EEC Adopts New Email Measurement Standards, Encourages Industry to Follow

The Email Experience Council (eec) is the email marketing arm of the Direct Marketing Association and its members are professionals that represent trade organizations, agencies, advertisers, technology partners and others that focus on electronic marketing. Its founding came about for a few reasons, but mostly because email is largely unregulated when it comes to marketing. The council believes this lack of regulation has allowed what they term “unscrupulous marketers” to abuse email.

A function of the ecc is its member roundtables, which set standards and seek initiatives pertinent to email marketing and communications practices. One issue it recently tackled is measuring email campaigns. Email marketing success has traditionally been driven by measurement, however the metrics used have not been standardized across the industry.

“Industry standard metrics is so foundational that many marketers don’t even think to ask if an open is always an open or if delivered doesn’t mean reaching the inbox,” says eec Measurement Accuracy Roundtable vice-chair and Return Path, Inc. VP of Global Market Development Stephanie Miller.

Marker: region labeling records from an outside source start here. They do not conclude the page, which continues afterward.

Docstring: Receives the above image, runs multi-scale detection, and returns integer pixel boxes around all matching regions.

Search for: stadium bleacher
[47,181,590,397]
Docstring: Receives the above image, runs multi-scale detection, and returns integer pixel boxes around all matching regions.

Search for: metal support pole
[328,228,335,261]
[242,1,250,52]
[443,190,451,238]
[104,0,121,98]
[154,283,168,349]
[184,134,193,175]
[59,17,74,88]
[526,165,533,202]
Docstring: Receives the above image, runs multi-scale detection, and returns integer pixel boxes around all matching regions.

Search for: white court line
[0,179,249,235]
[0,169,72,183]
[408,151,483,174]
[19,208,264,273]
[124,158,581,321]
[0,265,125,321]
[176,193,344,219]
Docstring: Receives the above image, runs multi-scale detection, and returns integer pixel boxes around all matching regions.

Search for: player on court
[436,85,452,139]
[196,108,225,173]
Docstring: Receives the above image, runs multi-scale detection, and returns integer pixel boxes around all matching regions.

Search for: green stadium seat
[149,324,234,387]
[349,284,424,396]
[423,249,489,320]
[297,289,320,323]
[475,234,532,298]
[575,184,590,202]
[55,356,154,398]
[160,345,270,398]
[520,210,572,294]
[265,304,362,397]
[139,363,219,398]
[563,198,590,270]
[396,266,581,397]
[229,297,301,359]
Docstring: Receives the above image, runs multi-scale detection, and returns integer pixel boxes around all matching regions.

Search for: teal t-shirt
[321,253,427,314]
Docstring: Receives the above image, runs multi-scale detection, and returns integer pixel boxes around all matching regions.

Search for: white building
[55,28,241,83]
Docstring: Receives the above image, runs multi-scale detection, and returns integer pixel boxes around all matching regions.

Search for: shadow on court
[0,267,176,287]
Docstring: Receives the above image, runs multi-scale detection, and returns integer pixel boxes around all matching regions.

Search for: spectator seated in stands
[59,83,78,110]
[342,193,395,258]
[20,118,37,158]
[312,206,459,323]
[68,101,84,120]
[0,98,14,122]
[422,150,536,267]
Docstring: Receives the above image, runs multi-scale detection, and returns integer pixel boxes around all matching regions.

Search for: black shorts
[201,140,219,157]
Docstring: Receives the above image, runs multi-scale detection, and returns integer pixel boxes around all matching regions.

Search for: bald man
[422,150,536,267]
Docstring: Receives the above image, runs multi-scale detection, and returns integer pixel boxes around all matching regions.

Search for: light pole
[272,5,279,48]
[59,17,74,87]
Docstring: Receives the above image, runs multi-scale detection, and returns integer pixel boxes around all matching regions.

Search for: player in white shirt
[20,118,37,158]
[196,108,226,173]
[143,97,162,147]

The Measurement Accuracy Roundtable worked to create standardized metrics for industry adoption. The two-year effort ended in March, when the eec introduced eight email marketing measurement standards that it hopes marketers will adopt.

As of late last month, just two vendors (AllWebEmail and Email Transmit) have actually adopted the standards, but the ecc notes that 11 others have promised to implement the standards in the coming six months.

“I believe in this standard because it provides four main benefits to the email marketers. It improves testing validity by limiting environmental variance, improves industry benchmarking through increased data conformity, improves internal reporting for benchmarking by easing the transition between vendors and finally use of the standards will normalize data across the industry, a key assumption required for any statistical analysis”, said eec Measurement Accuracy Roundtable co-chair Luke Glasner of Glasner Consulting.

The new measurement standards include eight definitions for reporting on Accepted, Render and Click-through. In the past, not only were multiple names and terms used that confused some marketers, but also different vendors used different calculations for the same terms.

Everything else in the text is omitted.